Let's see this in code
print("trees" > "tree") Output: True
Since "tree"
is a substring of "trees"
, it will always be resolved as the smaller value.
I mention this not to suggest that you should use not-equal operators in string containment relationships,
but to illustrate how Python's string comparison works.
We have the powerful keyword in
to determine inclusion.
3. Python's string compare algorithm and time complexity
Python's string comparison algorithm is intuitive. To compare two strings, Python compares the first two characters at the same index.
This results in a time complexity of O(n)
when the maximum number of operations is required, such as "hello" == "hellu"
.
4.How to ignore case when comparing two strings
As mentioned in Section 1, Python's str
class implements the case-sensitive method __eq__()
.
If you want to compare two strings case-insensitively, you can use the upper()
or lower()
methods of the str
class.
As the name implies, the upper()
method capitalizes all characters in a given string,
The lower()
method returns a new string with the characters of the given string converted to lowercase.
Because of this, it's easy to ignore case and do comparisons.

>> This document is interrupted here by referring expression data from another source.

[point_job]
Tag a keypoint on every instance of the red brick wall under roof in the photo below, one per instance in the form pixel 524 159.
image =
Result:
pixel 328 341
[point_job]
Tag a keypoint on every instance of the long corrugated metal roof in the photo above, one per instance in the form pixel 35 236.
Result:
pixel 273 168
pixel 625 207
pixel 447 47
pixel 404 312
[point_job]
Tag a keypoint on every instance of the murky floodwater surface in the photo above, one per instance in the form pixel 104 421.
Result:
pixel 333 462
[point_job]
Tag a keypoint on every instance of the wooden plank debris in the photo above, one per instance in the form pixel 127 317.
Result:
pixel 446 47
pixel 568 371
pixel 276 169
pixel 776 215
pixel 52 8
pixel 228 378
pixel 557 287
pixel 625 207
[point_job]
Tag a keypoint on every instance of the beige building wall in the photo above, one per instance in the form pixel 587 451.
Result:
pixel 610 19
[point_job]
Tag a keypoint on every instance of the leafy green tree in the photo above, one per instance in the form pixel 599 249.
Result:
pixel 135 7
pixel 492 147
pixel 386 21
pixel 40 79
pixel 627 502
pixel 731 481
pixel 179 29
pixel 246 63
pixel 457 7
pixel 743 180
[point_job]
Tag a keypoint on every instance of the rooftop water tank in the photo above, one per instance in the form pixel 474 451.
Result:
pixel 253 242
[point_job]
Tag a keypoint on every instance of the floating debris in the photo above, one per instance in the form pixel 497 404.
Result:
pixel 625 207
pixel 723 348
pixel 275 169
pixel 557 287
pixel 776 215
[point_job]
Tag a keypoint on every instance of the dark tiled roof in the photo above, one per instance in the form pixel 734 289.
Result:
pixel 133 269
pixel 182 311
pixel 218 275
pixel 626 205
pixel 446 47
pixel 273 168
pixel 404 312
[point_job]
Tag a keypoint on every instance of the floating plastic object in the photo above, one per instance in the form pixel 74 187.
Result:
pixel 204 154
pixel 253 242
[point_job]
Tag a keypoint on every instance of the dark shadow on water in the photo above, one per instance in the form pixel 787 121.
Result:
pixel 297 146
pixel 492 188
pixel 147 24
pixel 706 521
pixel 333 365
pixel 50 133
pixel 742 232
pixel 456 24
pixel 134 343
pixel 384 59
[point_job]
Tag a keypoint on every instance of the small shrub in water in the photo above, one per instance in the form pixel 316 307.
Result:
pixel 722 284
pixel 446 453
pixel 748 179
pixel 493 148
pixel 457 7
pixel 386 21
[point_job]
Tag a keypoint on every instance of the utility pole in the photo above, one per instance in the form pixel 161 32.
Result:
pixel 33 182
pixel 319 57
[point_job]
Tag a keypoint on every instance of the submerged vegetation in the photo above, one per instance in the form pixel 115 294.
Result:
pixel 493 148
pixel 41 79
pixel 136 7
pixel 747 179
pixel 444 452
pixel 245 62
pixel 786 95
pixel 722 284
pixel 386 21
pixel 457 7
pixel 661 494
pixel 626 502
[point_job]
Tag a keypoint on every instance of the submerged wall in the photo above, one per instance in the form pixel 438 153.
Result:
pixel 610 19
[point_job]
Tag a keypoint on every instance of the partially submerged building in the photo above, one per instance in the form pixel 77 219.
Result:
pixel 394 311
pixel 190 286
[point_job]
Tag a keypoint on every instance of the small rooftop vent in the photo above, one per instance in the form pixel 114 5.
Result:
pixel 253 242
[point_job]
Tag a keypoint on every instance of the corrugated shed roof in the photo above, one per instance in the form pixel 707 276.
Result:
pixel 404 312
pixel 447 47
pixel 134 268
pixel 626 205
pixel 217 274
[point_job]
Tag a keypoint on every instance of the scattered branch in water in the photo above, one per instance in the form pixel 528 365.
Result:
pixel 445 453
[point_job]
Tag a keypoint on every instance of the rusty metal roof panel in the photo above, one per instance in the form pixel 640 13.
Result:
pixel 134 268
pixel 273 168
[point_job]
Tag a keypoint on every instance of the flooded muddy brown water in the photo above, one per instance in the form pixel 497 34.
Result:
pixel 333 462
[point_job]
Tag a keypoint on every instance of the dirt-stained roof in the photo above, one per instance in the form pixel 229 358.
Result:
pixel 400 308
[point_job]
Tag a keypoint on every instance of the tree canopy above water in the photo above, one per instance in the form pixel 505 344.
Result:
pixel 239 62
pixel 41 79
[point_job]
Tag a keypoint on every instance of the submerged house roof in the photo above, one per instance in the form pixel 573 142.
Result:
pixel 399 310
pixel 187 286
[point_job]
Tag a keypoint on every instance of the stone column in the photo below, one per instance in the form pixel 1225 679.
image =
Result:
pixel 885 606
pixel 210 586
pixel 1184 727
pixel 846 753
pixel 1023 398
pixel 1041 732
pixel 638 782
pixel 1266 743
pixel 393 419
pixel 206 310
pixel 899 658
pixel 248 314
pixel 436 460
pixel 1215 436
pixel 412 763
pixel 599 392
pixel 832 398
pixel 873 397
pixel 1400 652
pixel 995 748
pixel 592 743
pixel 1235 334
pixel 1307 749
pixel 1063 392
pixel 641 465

Let's see this in a code example
lower_case = "happy"
mixed_case = "HaPPy"
print(lower_case == mixed_case) # output: False
print(lower_case.upper() == mixed_case.upper()) # output: True
This is how you get the case-insensitive Python string comparison result.
5. String-List Comparison
Python strings and lists are different data types, so comparing them directly will always return False
.
print(["a", "b", "c"] == "abc") # Output: False
To compare the contents of two data types, we need to match the data types. To do this, we can use the following two methods.

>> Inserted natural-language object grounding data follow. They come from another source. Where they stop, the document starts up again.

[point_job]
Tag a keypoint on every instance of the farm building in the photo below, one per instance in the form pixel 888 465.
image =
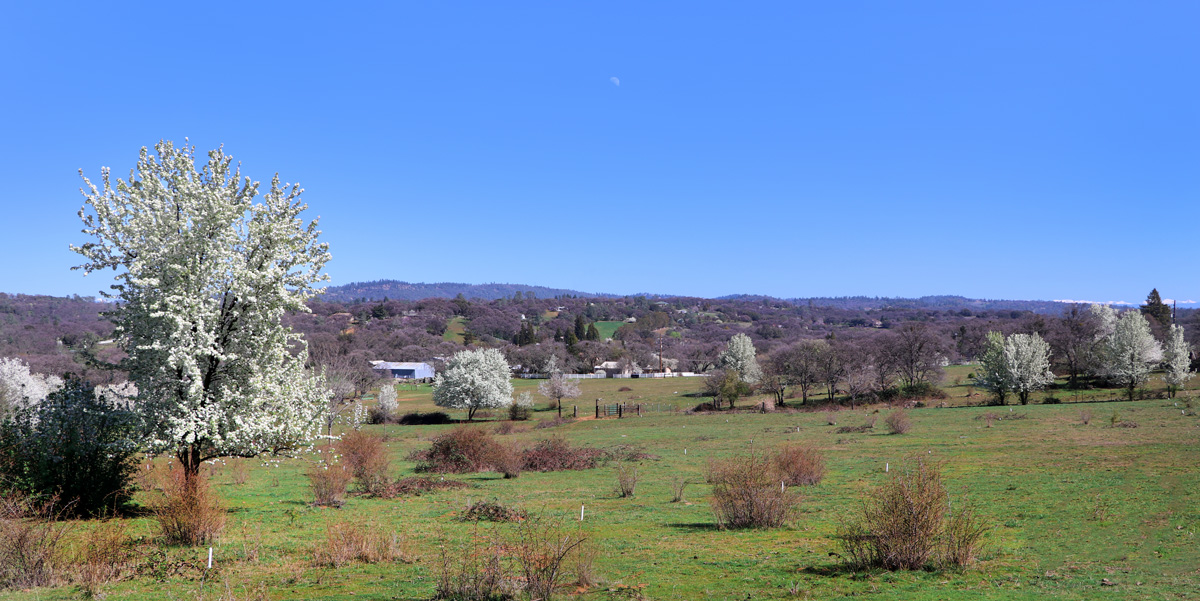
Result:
pixel 403 371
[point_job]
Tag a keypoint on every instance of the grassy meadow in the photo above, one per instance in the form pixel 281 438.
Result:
pixel 1077 511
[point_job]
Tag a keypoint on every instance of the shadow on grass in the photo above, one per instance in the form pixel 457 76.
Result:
pixel 696 526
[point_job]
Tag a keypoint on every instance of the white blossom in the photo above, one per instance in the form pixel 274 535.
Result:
pixel 1131 352
pixel 21 389
pixel 739 355
pixel 1177 360
pixel 204 274
pixel 472 380
pixel 1029 364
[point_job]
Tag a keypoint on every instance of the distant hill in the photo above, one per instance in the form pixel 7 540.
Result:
pixel 406 290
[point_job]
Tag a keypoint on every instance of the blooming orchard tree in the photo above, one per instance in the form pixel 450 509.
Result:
pixel 22 390
pixel 204 275
pixel 1131 352
pixel 1177 360
pixel 993 373
pixel 472 380
pixel 558 388
pixel 739 356
pixel 1029 364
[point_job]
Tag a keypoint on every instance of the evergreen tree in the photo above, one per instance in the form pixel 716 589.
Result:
pixel 581 328
pixel 1156 308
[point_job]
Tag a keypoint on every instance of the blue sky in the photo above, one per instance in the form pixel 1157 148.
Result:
pixel 1018 150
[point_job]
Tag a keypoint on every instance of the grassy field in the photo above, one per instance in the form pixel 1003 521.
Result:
pixel 1071 505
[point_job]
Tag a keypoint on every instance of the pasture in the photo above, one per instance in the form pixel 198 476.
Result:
pixel 1077 511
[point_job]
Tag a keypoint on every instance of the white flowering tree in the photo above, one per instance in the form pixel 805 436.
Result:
pixel 993 373
pixel 473 380
pixel 204 274
pixel 1131 352
pixel 1177 360
pixel 739 355
pixel 1029 364
pixel 22 390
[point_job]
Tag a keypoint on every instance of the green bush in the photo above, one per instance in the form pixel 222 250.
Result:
pixel 73 446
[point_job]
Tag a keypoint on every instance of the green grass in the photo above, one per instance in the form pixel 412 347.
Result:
pixel 1069 505
pixel 607 329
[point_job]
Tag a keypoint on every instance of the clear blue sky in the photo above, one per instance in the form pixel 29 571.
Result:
pixel 1019 150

5.1. list() function to convert a string into a list
The first method converts a string into a list. Python's list()
function is a simple function that converts many different data types to lists.
Use it like this
print(list("abc")) # Output: ["a", "b", "c"]

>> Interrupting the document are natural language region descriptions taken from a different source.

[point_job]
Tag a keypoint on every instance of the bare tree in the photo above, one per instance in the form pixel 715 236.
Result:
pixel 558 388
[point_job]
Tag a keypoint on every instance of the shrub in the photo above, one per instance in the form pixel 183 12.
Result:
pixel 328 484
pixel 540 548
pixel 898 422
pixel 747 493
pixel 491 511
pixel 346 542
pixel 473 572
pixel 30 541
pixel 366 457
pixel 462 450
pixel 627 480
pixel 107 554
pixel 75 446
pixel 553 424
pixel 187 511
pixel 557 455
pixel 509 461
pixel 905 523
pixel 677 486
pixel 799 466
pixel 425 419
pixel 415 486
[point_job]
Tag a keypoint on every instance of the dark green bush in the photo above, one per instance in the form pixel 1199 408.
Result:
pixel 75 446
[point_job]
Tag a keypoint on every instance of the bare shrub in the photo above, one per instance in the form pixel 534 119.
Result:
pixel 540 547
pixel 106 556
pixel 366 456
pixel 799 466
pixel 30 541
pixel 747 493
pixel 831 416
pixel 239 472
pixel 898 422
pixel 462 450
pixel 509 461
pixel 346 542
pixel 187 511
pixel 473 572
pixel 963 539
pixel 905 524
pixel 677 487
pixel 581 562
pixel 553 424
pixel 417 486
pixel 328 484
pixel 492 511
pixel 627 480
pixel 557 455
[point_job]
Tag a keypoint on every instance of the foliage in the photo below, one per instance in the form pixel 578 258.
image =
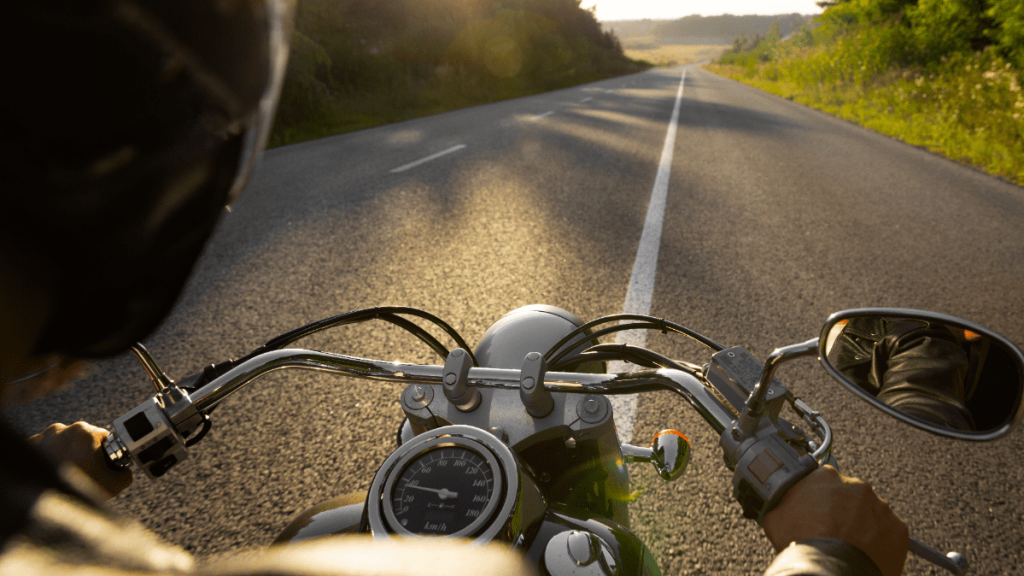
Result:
pixel 356 64
pixel 940 74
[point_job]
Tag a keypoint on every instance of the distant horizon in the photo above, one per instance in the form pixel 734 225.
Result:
pixel 623 10
pixel 669 18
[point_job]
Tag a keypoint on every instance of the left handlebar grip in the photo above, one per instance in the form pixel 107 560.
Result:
pixel 115 454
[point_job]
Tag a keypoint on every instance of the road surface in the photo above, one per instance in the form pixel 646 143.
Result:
pixel 775 215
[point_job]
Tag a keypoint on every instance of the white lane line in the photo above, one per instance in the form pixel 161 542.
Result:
pixel 641 288
pixel 427 159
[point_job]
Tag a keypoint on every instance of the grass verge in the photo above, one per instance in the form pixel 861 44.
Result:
pixel 969 107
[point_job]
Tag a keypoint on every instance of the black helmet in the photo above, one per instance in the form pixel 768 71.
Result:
pixel 127 126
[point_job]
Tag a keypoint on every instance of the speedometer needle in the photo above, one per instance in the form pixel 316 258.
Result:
pixel 444 493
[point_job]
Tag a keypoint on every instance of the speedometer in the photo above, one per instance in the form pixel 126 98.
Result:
pixel 454 481
pixel 442 491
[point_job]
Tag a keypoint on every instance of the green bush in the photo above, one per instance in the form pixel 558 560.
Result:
pixel 897 73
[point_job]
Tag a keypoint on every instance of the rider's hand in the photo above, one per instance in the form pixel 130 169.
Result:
pixel 826 504
pixel 81 444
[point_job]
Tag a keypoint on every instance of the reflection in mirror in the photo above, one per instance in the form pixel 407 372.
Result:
pixel 945 374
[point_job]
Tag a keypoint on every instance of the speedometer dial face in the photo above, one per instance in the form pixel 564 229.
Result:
pixel 442 491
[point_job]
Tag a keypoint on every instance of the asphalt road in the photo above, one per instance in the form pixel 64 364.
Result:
pixel 776 216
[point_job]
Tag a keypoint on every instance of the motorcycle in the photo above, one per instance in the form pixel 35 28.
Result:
pixel 515 441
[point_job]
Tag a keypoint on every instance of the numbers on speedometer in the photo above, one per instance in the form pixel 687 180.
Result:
pixel 442 491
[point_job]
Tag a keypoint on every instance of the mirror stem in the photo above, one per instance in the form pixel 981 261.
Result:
pixel 754 408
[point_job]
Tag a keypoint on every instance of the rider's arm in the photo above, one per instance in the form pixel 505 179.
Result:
pixel 828 505
pixel 922 374
pixel 822 557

print(["a", "b", "c"] == list("abc")) # output: True
Since the data types are the same, we compared the elements of the two lists and returned a True
value.
5.2. join() method to convert lists to strings
Alternatively, we can convert the lists to strings and then compare them.
To do this, use the join()
method. This method combines all the elements of the list into a single string.
print("".join(["a", "b", "c"])) # output: "abc"
print("".join(["a", "b", "c"]) == "abc") # Output: True
Now that we have the same string type, we can compare the contents.
6. Conclusion
We've covered 5 of the most frequently asked questions about comparing strings in Python, and I hope this post cleared up some of your questions.